You are the same as proslo. Just looking for a pop at the government at any opportunity and the drivel above tells me you, like most of us, have no glue what is going on but just having a pop for the sake of it.

The only thing you've highlighted is that the world wasn't ready no matter what hue of party was in government in any country.

But you think we should have been, bravo you.
 
Funny how such a lot of words answers none of my questions at all. It's almost like Paul is right, the deeply socialist element on here want people to die from this virus so they can say the government has handled this terribly.

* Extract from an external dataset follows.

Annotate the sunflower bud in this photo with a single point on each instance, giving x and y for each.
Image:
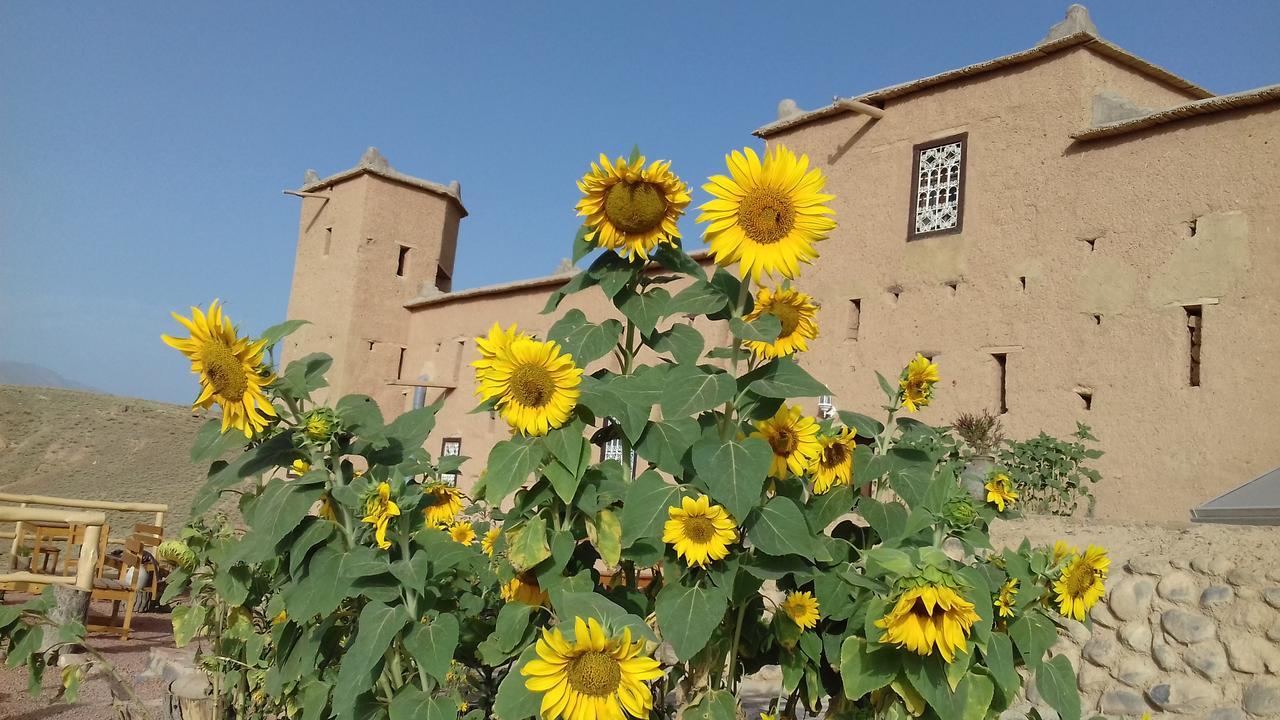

Thus telling the world socialism is great and Tories are scum.

Last time you didn't have any kind of reasoned comeback in this discussion and instead responded with immature ad hominem, I left it at this - I hope neither you, nor anyone you know or love, is affected by this.

Gonna leave it there again.
 
569 additional hospital deaths reported today.

Matt Hancock will be out of isolation to do today's press conference. Are we all still watching them or is anyone like me becoming bored of the format whereby answers (or non answers) are given to questions and there is no right of reply?
 
Last time you didn't have any kind of reasoned comeback in this discussion and instead responded with immature ad hominem, I left it at this - I hope neither you, nor anyone you know or love, is affected by this.

Gonna leave it there again.

So you don't have any answers to the questions and have decided to strop off. Good one.